There is a potential solution that is based on other forms of propagation in the same optical fiber.
In addition to the core mode, light can propagate in the fiber by filling out the entire cladding. In that case, it may ‘feel’ what’s outside.
Yosef London, Doctoral Student, Faculty of Engineering, Bar-Ilan University
However, switching light from the “normal” core mode to the cladding modes is not known yet.
London continued, “Here there’s a catch. Coupling to the cladding modes requires the inscription of permanent, periodic perturbations in the fiber medium, called ‘gratings.’ Gratings are written at specific, discrete locations. You cannot erase them or move them about.”
Because of that reason, cladding mode sensors are only restricted to point-measurements.
Spatially distributed analysis represents the core strength of optical fiber sensors, where each segment of fiber acts as a separate measurement node. Until now, distributed measurements were not supported by cladding modes. The revolutionary concept came from Gil Bashan, a third doctoral student in the team.
There is an alternative to the use of gratings. We can launch two strong optical waves into the fiber instead. When their frequencies are chosen correctly, the two waves can drive acoustic oscillations within the core of the fiber, at very high hypersonic frequencies.
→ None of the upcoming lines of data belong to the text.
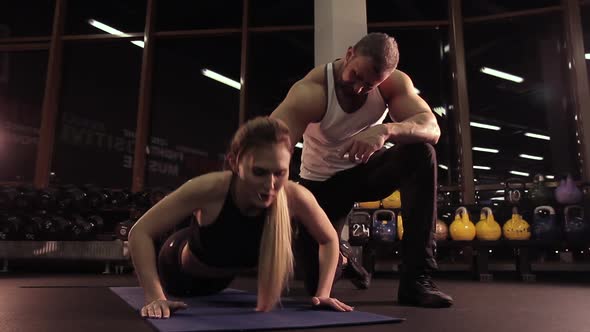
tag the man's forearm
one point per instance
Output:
(420, 128)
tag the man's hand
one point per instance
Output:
(362, 146)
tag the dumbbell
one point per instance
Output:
(25, 198)
(7, 196)
(122, 229)
(71, 198)
(9, 227)
(46, 199)
(64, 228)
(95, 196)
(32, 227)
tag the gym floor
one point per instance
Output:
(73, 301)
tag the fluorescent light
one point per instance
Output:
(533, 135)
(221, 78)
(138, 43)
(519, 173)
(441, 111)
(112, 31)
(476, 148)
(484, 126)
(528, 156)
(501, 74)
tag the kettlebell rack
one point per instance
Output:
(480, 258)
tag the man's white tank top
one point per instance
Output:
(320, 158)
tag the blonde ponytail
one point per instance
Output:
(275, 263)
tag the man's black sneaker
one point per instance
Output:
(354, 269)
(421, 291)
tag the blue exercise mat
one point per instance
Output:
(233, 310)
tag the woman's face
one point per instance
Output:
(263, 171)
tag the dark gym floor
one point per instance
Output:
(33, 301)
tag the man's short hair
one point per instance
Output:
(381, 48)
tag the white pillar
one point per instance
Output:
(338, 25)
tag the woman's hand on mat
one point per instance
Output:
(331, 302)
(161, 308)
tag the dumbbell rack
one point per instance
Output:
(114, 252)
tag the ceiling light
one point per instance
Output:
(476, 148)
(528, 156)
(441, 111)
(484, 126)
(112, 31)
(221, 78)
(519, 173)
(501, 74)
(533, 135)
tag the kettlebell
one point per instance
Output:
(359, 228)
(400, 226)
(462, 229)
(516, 228)
(441, 232)
(567, 193)
(544, 225)
(487, 229)
(539, 193)
(392, 201)
(384, 226)
(514, 190)
(576, 229)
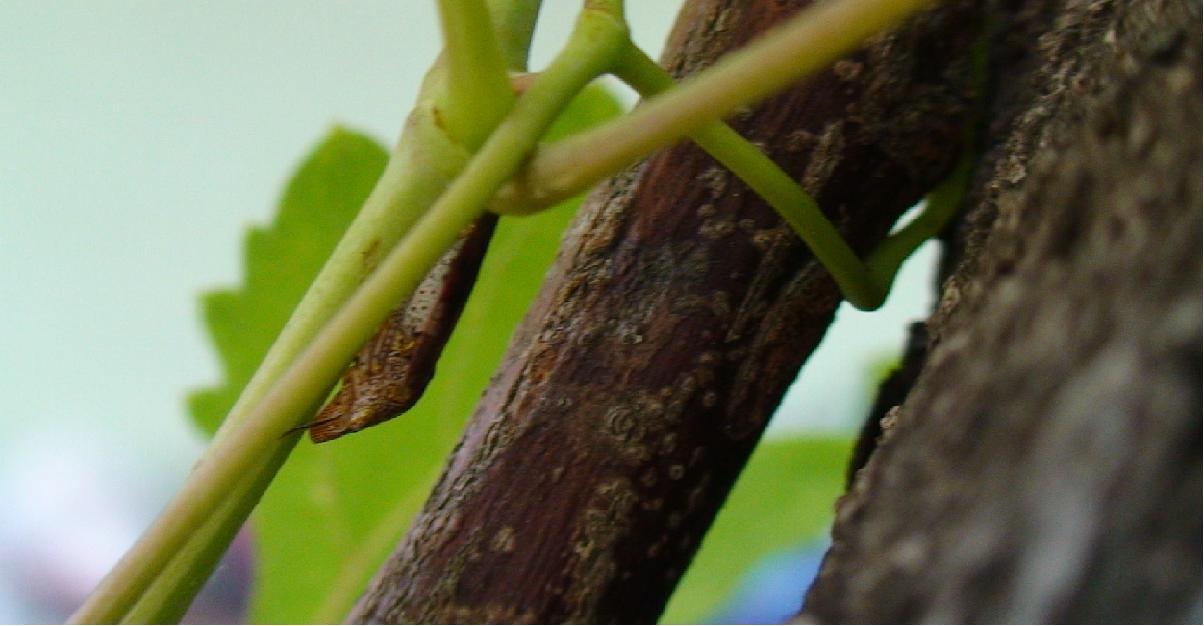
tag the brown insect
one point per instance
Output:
(393, 368)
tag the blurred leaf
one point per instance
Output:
(336, 509)
(784, 497)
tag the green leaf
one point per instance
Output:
(281, 261)
(784, 497)
(335, 511)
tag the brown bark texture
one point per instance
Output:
(678, 312)
(1046, 465)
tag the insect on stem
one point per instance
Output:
(393, 368)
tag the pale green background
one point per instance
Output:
(137, 140)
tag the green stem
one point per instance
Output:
(479, 93)
(252, 440)
(803, 45)
(514, 24)
(771, 183)
(171, 592)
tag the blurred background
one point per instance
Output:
(137, 142)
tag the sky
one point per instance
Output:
(137, 141)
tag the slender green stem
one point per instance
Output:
(167, 598)
(479, 93)
(514, 24)
(806, 43)
(771, 183)
(252, 440)
(171, 592)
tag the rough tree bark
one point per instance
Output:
(1046, 465)
(677, 314)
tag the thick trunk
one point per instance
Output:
(1046, 465)
(677, 314)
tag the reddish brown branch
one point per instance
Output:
(677, 314)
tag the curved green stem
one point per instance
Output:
(804, 43)
(249, 441)
(514, 24)
(865, 284)
(771, 183)
(478, 87)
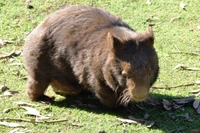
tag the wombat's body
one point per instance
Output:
(81, 48)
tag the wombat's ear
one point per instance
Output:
(147, 38)
(115, 42)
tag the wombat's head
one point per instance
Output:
(138, 62)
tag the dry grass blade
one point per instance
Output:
(127, 121)
(11, 124)
(190, 53)
(34, 121)
(177, 86)
(31, 111)
(166, 104)
(184, 100)
(25, 103)
(186, 67)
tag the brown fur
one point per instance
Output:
(81, 48)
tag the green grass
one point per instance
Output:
(180, 35)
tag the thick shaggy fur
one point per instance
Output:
(80, 48)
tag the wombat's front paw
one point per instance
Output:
(44, 98)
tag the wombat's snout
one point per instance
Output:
(140, 93)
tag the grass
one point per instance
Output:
(178, 35)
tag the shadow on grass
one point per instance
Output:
(174, 120)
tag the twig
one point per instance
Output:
(187, 68)
(191, 53)
(35, 121)
(177, 86)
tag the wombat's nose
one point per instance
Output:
(139, 95)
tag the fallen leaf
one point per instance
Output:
(127, 121)
(150, 124)
(31, 111)
(148, 2)
(11, 124)
(196, 104)
(188, 117)
(28, 5)
(184, 100)
(171, 116)
(2, 42)
(183, 5)
(195, 91)
(3, 88)
(141, 121)
(10, 93)
(166, 104)
(25, 103)
(198, 110)
(177, 106)
(175, 18)
(7, 110)
(146, 116)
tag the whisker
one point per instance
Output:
(124, 98)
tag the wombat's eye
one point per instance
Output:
(149, 71)
(124, 74)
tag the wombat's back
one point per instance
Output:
(81, 46)
(69, 37)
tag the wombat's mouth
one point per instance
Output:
(139, 99)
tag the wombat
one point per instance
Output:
(81, 48)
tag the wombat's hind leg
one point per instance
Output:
(36, 89)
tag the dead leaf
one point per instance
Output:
(150, 124)
(127, 121)
(195, 91)
(182, 5)
(188, 117)
(7, 124)
(3, 88)
(25, 103)
(148, 2)
(166, 104)
(196, 104)
(10, 93)
(184, 100)
(28, 5)
(141, 121)
(175, 18)
(31, 111)
(2, 42)
(146, 116)
(171, 116)
(7, 110)
(18, 130)
(198, 110)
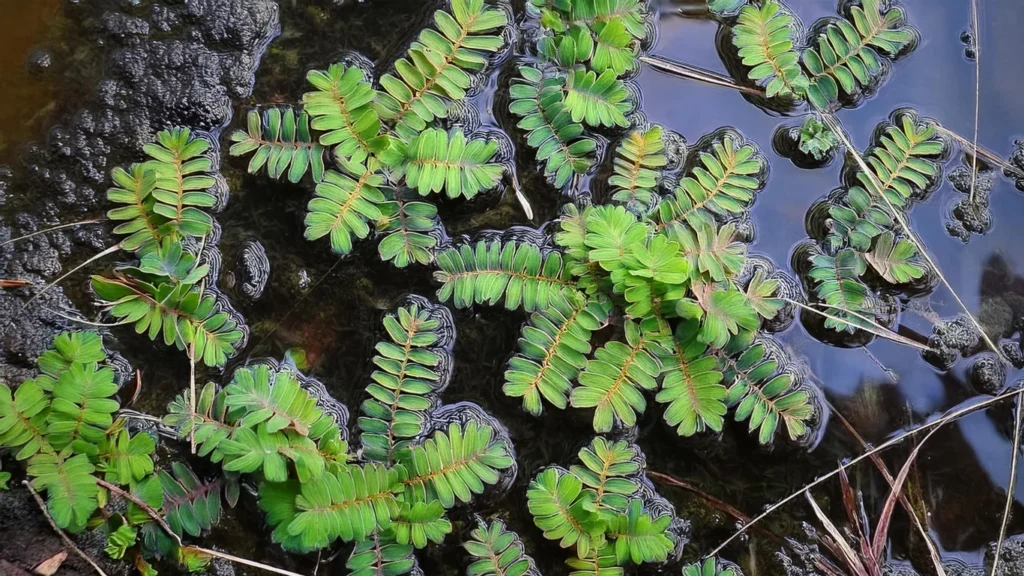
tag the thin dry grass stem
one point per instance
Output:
(53, 525)
(947, 417)
(837, 129)
(192, 391)
(53, 229)
(164, 526)
(932, 550)
(110, 250)
(700, 75)
(84, 321)
(868, 561)
(879, 330)
(299, 301)
(1015, 457)
(526, 208)
(977, 94)
(986, 155)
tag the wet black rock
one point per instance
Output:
(206, 52)
(988, 374)
(1014, 354)
(39, 62)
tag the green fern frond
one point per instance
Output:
(281, 404)
(692, 385)
(120, 540)
(435, 68)
(419, 524)
(71, 347)
(349, 503)
(838, 284)
(282, 141)
(895, 259)
(595, 13)
(596, 100)
(723, 313)
(207, 423)
(380, 557)
(70, 485)
(613, 48)
(189, 504)
(553, 348)
(184, 315)
(816, 138)
(721, 187)
(342, 108)
(24, 417)
(848, 51)
(765, 39)
(709, 568)
(489, 271)
(183, 182)
(713, 253)
(762, 295)
(129, 458)
(610, 469)
(638, 537)
(82, 407)
(764, 395)
(406, 224)
(636, 170)
(404, 378)
(611, 234)
(598, 563)
(172, 262)
(454, 464)
(497, 551)
(857, 219)
(549, 125)
(345, 204)
(564, 510)
(436, 161)
(903, 162)
(143, 228)
(612, 381)
(251, 450)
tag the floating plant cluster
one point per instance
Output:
(642, 289)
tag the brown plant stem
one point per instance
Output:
(53, 525)
(163, 525)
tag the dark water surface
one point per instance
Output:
(962, 475)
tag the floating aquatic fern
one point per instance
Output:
(549, 125)
(612, 381)
(438, 65)
(403, 382)
(636, 175)
(497, 551)
(491, 271)
(553, 350)
(765, 39)
(692, 385)
(346, 203)
(436, 161)
(281, 140)
(722, 186)
(454, 464)
(406, 225)
(838, 284)
(848, 53)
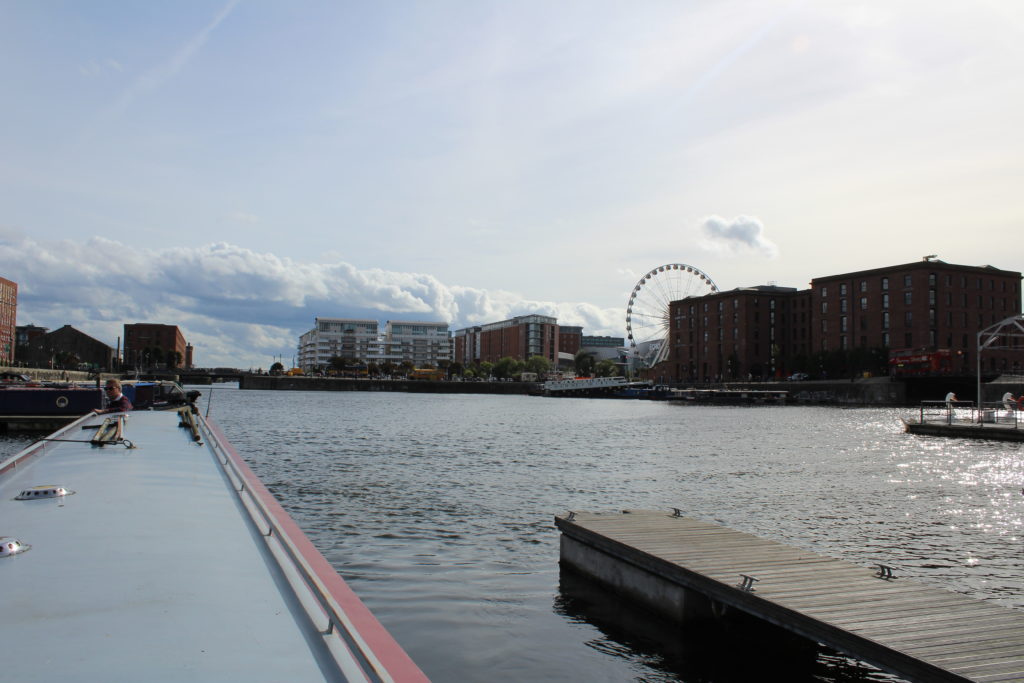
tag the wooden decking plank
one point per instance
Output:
(891, 622)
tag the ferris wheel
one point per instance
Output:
(647, 312)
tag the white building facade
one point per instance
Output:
(360, 342)
(421, 343)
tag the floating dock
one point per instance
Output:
(686, 568)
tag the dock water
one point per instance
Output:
(687, 568)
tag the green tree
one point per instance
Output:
(539, 365)
(338, 364)
(507, 367)
(485, 370)
(584, 361)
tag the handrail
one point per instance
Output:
(369, 663)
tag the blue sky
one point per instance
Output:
(239, 168)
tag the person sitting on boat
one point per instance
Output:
(116, 401)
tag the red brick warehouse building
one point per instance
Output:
(519, 338)
(152, 345)
(768, 332)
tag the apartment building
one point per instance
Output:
(421, 343)
(8, 319)
(355, 340)
(361, 342)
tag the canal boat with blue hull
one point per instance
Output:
(46, 406)
(141, 547)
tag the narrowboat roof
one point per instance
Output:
(169, 561)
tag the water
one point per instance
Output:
(437, 510)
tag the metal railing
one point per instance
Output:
(966, 413)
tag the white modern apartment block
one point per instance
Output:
(361, 342)
(356, 340)
(421, 343)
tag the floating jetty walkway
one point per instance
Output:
(684, 567)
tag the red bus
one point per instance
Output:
(920, 363)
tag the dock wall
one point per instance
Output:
(412, 386)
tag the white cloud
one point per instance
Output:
(237, 306)
(741, 235)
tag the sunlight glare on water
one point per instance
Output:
(438, 509)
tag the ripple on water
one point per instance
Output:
(438, 509)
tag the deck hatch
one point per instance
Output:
(47, 491)
(9, 546)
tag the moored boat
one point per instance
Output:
(141, 547)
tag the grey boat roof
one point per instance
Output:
(169, 561)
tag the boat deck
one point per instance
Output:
(157, 568)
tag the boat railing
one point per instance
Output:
(966, 413)
(263, 510)
(947, 413)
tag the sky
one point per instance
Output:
(239, 168)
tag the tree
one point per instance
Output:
(584, 361)
(486, 370)
(507, 367)
(539, 365)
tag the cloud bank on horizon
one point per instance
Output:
(240, 307)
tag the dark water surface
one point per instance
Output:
(437, 510)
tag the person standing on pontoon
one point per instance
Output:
(116, 401)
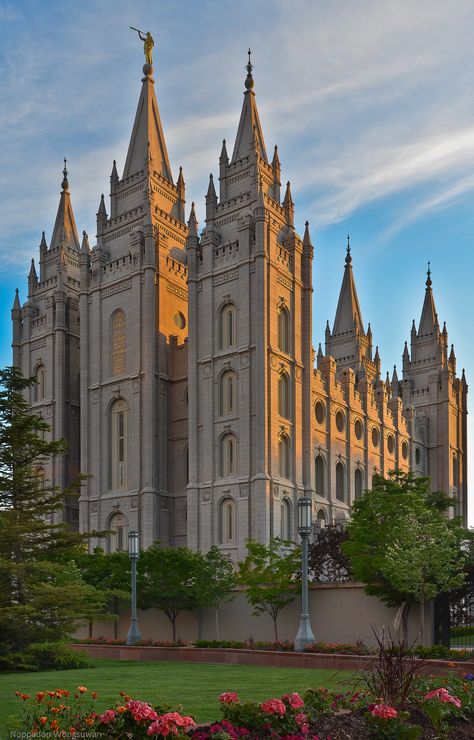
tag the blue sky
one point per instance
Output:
(370, 103)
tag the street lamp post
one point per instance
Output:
(305, 633)
(133, 552)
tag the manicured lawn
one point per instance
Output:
(195, 686)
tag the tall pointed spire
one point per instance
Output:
(64, 231)
(249, 130)
(348, 310)
(428, 314)
(147, 141)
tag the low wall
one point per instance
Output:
(267, 658)
(340, 612)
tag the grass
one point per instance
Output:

Those acoustic waves become our gratings.
Gil Bashan, Doctoral Student, Faculty of Engineering, Bar-Ilan University
This principle is called Brillouin dynamic gratings. These gratings are different from permanent inscriptions and can be turned on and off on demand. In addition, they can be limited to short segments of random sites, and can be scanned along the optical fiber.
According to Bashan, “The principle has been used between core modes of fibers for over a decade. We carry it over to the cladding modes.”
In a study recently published in the Optica journal, the researchers reported a first-of-its-kind distributed cladding mode fiber sensor. In doing so, they had to overcome significant barriers.
“There is large disparity in size between core and cladding modes. Core modes are confined to a very tight region. Cladding modes spread over an area 200 times larger. For that reason, we were concerned that the coupling between the two modes would be weak and inefficient,” explained Advisor and Professor Avi Zadok.
Nonetheless, the researchers could demonstrate the accurate measurement of refractive index that is beyond the cladding boundary of an unchanged, standard optical fiber. The measurements’ spatial resolution was 8 cm.
The analysis accurately detected sections of short optical fibers submerged in a solution of ethanol and water, and evidently differentiated between the two. The fourth decimal point represented the uncertainty in index measurements.
“We have demonstrated a new concept of optical fiber sensors. It addresses a decades-long challenge: the distributed mapping of refractive index outside the cladding of standard fiber, where light does not reach,” concluded Professor Zadok.
The optical fiber sensor can be utilized to detect leaks in critical infrastructure, and for process monitoring in desalination plants, the petrochemical sector, food and beverage production, etc.